I’m going to take the wellsprings that bubble up inside me and turn them on myself for a little while, and I’m tremendously grateful to be able to do so. I have the great good luck of being naturally cheerful and pretty happy on a day to day basis. I also have the luck to be able to take two weeks off to make sure that stays the same, and one of my resolutions is to start doing this every six months, going forward.

What will I do during those couple of weeks?

  • Get up when I feel like it, and nap when I want to.
  • Lots of walking. I’m feeling out of shape, plus there will be fewer people out and about now that the weather is getting bad.
  • Lots of reading. I’ve got a number of books queued up for my enjoyment, and I plan to spend at least a couple hours each day reading.
  • Lots of writing. I’m going to try to do at least a flash story each day, but I’m going to be writing for the sake of it, rather than for a particular market or project. I’m going to include some letter writing as well.
  • A little bit of art. I like doing paper art and linoleum prints, so I think I’ll try to do a couple linoleum prints that might become holiday cards.
  • Tend my cabbages. Well, figuratively.
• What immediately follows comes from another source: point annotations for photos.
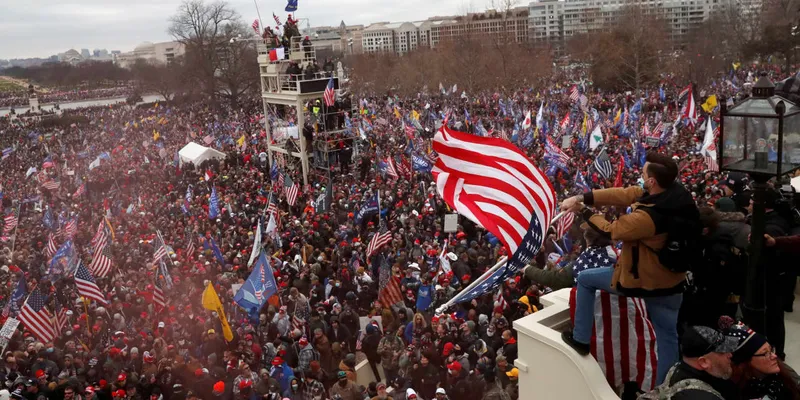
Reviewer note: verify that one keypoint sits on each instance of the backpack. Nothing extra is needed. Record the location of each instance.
(665, 391)
(683, 248)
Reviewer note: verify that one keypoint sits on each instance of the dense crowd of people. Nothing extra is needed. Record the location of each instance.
(19, 99)
(153, 338)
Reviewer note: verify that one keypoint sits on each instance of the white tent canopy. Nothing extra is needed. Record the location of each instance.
(196, 154)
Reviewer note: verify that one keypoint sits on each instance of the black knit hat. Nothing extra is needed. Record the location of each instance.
(749, 342)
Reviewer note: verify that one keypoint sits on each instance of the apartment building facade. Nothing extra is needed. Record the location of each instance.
(402, 37)
(556, 20)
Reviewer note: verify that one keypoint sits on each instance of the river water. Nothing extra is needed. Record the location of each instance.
(84, 103)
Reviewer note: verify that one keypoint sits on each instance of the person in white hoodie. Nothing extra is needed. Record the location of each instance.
(411, 394)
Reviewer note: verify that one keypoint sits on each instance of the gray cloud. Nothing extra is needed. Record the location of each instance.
(40, 28)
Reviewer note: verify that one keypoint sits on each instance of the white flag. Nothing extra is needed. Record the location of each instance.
(540, 116)
(256, 245)
(596, 138)
(527, 123)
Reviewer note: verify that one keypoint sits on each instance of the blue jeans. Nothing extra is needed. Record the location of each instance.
(662, 312)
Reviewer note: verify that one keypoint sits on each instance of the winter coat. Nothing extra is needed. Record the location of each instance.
(642, 234)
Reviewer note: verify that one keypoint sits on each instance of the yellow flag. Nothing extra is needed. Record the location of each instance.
(710, 104)
(110, 228)
(211, 302)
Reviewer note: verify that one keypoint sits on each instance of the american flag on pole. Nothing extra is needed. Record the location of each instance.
(158, 295)
(160, 250)
(190, 246)
(290, 189)
(330, 93)
(391, 170)
(51, 248)
(61, 317)
(380, 238)
(87, 286)
(624, 340)
(80, 191)
(71, 228)
(709, 148)
(390, 285)
(36, 318)
(574, 94)
(563, 224)
(492, 183)
(101, 260)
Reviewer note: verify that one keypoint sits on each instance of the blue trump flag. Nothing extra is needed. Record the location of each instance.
(369, 208)
(62, 262)
(420, 163)
(213, 204)
(258, 287)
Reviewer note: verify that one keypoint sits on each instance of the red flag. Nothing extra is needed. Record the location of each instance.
(618, 179)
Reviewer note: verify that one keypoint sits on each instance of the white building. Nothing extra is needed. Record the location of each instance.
(161, 53)
(402, 37)
(560, 19)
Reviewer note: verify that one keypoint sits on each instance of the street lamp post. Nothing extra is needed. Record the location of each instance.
(759, 136)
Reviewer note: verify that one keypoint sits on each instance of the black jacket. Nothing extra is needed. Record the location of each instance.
(723, 386)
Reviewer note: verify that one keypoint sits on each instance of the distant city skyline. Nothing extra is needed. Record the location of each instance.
(39, 28)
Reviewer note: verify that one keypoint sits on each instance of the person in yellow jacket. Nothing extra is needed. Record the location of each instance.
(638, 272)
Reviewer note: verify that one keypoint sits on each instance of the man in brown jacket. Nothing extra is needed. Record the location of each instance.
(638, 272)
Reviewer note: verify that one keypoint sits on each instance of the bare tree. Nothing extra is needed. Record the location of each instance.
(200, 27)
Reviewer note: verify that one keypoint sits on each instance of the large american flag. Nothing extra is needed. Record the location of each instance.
(574, 94)
(290, 189)
(380, 238)
(330, 93)
(36, 318)
(87, 287)
(51, 248)
(71, 228)
(390, 285)
(80, 191)
(623, 340)
(160, 250)
(101, 260)
(492, 183)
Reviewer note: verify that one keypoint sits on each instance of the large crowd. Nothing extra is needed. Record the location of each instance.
(154, 339)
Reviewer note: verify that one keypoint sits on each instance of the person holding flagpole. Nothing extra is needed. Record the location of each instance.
(639, 272)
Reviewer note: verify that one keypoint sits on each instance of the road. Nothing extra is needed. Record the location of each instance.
(85, 103)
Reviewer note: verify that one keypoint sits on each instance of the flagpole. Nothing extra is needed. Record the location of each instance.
(14, 242)
(259, 17)
(475, 283)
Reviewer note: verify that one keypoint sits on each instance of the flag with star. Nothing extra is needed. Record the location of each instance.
(592, 257)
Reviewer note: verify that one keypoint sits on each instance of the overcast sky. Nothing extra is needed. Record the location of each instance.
(41, 28)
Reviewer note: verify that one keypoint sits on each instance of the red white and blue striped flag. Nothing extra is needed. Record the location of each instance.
(330, 93)
(36, 318)
(87, 286)
(491, 182)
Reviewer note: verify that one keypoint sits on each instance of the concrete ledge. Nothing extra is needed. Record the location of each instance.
(548, 368)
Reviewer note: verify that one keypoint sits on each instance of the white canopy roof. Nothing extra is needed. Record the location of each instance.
(196, 154)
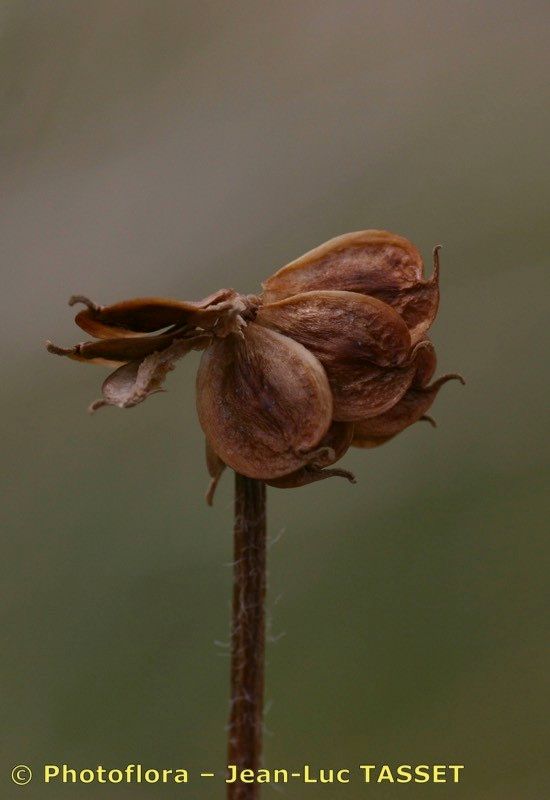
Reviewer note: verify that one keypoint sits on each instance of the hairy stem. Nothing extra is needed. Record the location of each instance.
(248, 634)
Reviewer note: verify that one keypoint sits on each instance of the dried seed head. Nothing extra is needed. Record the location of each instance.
(333, 353)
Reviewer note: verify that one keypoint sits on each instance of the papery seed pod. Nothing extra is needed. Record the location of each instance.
(338, 338)
(410, 409)
(264, 402)
(331, 448)
(376, 263)
(341, 327)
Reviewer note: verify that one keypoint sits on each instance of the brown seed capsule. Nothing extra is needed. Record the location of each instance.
(330, 450)
(337, 340)
(410, 409)
(264, 402)
(341, 327)
(372, 262)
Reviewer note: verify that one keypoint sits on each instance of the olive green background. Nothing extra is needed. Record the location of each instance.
(173, 148)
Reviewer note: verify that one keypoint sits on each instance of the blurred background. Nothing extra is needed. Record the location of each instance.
(173, 148)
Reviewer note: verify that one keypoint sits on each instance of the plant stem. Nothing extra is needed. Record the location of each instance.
(247, 634)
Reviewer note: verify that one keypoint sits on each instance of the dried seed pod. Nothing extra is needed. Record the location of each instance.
(330, 450)
(411, 408)
(142, 314)
(264, 401)
(341, 327)
(372, 262)
(367, 390)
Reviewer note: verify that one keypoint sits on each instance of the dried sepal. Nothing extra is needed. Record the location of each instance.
(310, 474)
(215, 468)
(410, 409)
(132, 383)
(330, 450)
(142, 314)
(341, 327)
(128, 349)
(263, 401)
(372, 262)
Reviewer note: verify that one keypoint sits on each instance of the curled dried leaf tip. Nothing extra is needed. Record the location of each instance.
(332, 353)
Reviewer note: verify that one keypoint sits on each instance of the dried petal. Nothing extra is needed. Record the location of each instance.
(263, 401)
(134, 382)
(331, 449)
(341, 327)
(372, 262)
(216, 468)
(411, 408)
(142, 315)
(128, 349)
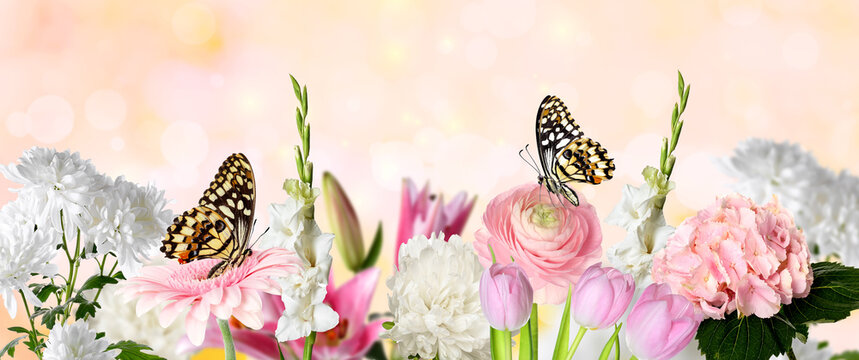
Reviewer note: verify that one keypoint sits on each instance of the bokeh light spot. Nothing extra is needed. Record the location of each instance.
(193, 23)
(481, 52)
(105, 109)
(18, 124)
(51, 118)
(184, 144)
(800, 50)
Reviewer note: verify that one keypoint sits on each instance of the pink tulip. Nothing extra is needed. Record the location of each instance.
(422, 213)
(601, 296)
(506, 296)
(661, 323)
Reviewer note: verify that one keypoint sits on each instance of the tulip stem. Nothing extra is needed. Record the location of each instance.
(229, 347)
(576, 342)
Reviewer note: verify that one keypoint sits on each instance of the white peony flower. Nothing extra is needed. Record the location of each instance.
(23, 251)
(834, 228)
(58, 181)
(765, 168)
(304, 310)
(118, 319)
(634, 208)
(76, 341)
(634, 255)
(811, 350)
(130, 221)
(435, 300)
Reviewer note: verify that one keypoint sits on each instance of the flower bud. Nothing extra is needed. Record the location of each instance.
(506, 296)
(661, 323)
(344, 222)
(601, 297)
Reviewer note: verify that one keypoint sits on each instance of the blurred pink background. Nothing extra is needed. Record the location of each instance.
(444, 92)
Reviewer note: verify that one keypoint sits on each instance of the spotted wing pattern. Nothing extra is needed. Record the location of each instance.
(220, 226)
(565, 154)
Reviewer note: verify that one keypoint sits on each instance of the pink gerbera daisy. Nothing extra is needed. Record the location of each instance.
(234, 293)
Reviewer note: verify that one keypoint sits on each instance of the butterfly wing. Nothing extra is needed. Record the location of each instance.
(565, 154)
(233, 194)
(219, 228)
(199, 233)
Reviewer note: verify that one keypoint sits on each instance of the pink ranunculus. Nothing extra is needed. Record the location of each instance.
(552, 243)
(601, 297)
(422, 213)
(235, 293)
(660, 324)
(736, 255)
(506, 296)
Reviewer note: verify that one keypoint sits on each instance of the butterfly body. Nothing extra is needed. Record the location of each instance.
(565, 154)
(220, 225)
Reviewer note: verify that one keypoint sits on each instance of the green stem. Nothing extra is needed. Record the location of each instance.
(576, 341)
(308, 345)
(791, 355)
(229, 347)
(33, 337)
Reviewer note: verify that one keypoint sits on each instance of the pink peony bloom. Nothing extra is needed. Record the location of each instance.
(506, 296)
(735, 255)
(234, 293)
(349, 340)
(552, 243)
(660, 324)
(601, 297)
(422, 213)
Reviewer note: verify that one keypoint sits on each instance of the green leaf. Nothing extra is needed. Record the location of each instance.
(376, 352)
(847, 355)
(130, 350)
(295, 87)
(49, 315)
(375, 249)
(834, 294)
(97, 282)
(563, 341)
(10, 347)
(746, 338)
(19, 329)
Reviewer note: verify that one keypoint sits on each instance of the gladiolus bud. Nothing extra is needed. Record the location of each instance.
(661, 323)
(601, 297)
(344, 223)
(506, 296)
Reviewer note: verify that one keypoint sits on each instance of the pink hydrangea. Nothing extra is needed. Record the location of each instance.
(554, 242)
(736, 255)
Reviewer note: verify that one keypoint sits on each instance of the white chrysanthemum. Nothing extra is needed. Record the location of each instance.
(635, 207)
(58, 181)
(287, 222)
(76, 341)
(634, 255)
(765, 168)
(118, 319)
(23, 251)
(130, 222)
(811, 350)
(834, 227)
(304, 310)
(436, 302)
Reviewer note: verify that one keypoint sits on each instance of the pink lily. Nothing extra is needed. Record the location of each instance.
(422, 213)
(349, 340)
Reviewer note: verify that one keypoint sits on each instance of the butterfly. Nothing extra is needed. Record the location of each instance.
(565, 154)
(220, 225)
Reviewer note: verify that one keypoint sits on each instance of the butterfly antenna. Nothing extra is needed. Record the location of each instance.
(526, 160)
(259, 237)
I am a Maryland-certified Master Gardener and one thing I’ve done while staying at home is been around enough to tend my houseplants. I’ve picked up a number of tillandsia, orchides, and some fancy succulents, plus started some bonsai from seed and rescued a pitcher plant that my neglect had nearly killed. (Everyone is fine now.)
  • Catching up on adulting stuff, like dentist and doctor’s appointments, without worrying about having to schedule around them.

TLDR: If you don’t hear from me between Nov 2 and 15, I’m taking a break. I’m trying to clear everything away before then, and I will definitely still be checking e-mail at least once a day in case of emergencies, but overall, thanks for your patience.